Eric Sosman <Eric.Sosman@sun.com> wrote in message news:<41125005.2070201@sun.com>...
>
> As far as I know there's no API to answer this question.
> That should be something of a hint, really: If the people
> who designed the threading APIs had thought the question
> had a useful answer, they'd presumably have invented an
> API to answer it. The experts didn't invent such an API,
> so it's likely they didn't see the question as useful.
If one person answer that no API exist, there is no reason to
believe he is right. In this thread, many people said so, so
I believe.
>
> So: Why do you want to know the answer to this question
> that didn't appear to interest the experts?
Even experts might not be thinking of everything, which is
useful.
> What do you
> intend to do with the answer once you have it? What is
> the larger problem you're trying to solve? There may be a
> better solution than learning that "Seven threads are
> running -- or, rather, *were* running a microsecond ago."
My application should have a system status page, where yuo get
some information about the system, i.e. free memory, free
disc space, average load, number of currently running processes
and number of own threads. If there is a problem with the
application, customer can look to this page. If you have enough
memory (both on disc and RAM), not much running processes,
but a high load and a large number of threads for this application
(for example one thousand or so, it is a heavily multithreaded
application), there might be a problem with the application.
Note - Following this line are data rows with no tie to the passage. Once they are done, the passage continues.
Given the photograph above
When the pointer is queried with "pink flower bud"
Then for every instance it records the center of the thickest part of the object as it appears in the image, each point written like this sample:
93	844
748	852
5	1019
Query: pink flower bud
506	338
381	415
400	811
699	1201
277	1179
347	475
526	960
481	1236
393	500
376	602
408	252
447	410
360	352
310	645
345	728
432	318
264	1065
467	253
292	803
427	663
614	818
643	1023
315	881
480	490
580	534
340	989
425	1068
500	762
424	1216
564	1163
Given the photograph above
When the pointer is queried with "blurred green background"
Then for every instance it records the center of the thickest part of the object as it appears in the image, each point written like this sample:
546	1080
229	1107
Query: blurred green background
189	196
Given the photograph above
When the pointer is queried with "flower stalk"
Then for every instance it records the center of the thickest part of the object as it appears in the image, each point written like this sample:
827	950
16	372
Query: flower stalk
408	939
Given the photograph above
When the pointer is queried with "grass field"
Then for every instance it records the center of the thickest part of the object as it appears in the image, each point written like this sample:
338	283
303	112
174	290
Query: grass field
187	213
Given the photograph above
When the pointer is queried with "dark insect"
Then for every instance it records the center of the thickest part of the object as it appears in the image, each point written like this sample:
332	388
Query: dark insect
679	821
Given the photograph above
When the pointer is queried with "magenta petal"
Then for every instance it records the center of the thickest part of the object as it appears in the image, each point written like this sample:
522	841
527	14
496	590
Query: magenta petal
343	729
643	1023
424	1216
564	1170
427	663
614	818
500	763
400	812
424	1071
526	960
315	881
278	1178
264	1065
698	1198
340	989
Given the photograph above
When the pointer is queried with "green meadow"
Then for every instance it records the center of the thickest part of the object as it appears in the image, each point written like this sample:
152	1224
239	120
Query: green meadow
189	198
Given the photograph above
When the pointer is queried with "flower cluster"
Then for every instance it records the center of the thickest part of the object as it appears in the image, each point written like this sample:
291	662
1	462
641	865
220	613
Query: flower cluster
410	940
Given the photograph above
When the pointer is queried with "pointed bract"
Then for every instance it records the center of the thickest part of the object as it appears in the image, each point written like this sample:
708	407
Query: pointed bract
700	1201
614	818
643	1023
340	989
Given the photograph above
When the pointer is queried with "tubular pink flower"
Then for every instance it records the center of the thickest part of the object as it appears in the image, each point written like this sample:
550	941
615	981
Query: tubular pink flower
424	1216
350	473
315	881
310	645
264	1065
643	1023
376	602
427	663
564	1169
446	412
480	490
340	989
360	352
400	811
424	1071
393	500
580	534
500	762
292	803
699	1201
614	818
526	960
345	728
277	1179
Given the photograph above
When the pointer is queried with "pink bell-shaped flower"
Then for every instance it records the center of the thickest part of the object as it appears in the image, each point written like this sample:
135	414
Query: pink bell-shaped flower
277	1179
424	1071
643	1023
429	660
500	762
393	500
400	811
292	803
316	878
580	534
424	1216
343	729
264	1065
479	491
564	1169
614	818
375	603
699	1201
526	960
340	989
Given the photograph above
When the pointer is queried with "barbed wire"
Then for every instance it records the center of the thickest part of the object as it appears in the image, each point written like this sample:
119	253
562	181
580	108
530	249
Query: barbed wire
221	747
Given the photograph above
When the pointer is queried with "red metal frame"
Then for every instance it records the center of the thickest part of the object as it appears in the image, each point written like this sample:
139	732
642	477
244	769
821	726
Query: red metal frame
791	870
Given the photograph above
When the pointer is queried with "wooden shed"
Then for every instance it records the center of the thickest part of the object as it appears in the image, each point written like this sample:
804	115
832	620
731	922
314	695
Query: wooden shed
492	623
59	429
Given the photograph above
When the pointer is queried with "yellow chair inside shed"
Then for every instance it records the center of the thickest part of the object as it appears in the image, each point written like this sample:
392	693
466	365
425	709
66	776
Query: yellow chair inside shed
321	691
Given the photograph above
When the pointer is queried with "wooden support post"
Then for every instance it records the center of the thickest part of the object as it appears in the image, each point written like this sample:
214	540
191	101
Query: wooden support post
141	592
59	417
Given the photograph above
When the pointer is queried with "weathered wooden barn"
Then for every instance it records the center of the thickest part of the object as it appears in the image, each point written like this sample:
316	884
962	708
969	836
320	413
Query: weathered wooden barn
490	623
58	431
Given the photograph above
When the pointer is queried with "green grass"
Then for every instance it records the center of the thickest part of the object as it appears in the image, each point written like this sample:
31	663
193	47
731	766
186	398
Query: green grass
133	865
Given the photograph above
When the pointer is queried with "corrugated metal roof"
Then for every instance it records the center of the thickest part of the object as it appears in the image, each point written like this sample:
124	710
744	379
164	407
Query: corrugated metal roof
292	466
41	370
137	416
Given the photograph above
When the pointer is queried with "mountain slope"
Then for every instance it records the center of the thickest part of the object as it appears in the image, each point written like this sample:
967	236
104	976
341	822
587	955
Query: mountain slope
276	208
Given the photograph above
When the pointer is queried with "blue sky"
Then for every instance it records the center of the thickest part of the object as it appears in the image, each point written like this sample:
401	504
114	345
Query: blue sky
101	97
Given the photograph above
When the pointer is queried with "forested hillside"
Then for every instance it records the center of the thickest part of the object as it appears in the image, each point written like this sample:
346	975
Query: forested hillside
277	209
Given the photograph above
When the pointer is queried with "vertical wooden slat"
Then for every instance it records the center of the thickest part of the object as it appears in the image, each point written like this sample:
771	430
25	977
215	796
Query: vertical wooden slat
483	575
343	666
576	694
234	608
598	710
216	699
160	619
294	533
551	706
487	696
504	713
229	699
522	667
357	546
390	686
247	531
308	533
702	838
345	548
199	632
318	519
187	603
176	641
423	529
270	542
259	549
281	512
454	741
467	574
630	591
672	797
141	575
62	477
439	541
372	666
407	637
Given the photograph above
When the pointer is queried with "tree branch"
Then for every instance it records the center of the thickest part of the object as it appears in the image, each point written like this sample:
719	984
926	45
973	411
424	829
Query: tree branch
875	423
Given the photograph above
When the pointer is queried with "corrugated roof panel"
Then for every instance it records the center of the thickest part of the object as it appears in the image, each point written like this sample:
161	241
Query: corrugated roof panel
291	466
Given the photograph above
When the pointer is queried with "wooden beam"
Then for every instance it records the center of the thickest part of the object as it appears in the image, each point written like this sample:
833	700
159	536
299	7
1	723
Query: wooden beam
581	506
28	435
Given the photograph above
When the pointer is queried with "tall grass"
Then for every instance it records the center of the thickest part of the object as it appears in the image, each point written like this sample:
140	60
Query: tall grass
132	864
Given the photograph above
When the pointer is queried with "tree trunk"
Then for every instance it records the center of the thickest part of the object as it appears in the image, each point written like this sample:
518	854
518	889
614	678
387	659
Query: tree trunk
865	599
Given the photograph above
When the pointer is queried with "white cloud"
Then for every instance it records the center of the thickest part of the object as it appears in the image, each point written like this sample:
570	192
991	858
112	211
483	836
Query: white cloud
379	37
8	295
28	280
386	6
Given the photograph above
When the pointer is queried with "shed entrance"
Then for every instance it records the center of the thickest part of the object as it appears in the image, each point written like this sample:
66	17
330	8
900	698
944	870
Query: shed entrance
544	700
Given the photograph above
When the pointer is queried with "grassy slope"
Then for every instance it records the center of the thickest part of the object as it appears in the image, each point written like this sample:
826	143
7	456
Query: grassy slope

This application is running on Solaris, Linux and Windows and
there is no problem to get the number of own threads on
Solaris and Windows. So I am surprised it is a problem on
Linux. The class which retrieves the information should be
usefull for other applications as well, so I don't want to
wrap the thread class to count the threads just to get this
information for Linux. The "solution" might be simply
not to show the number of threads on Linux.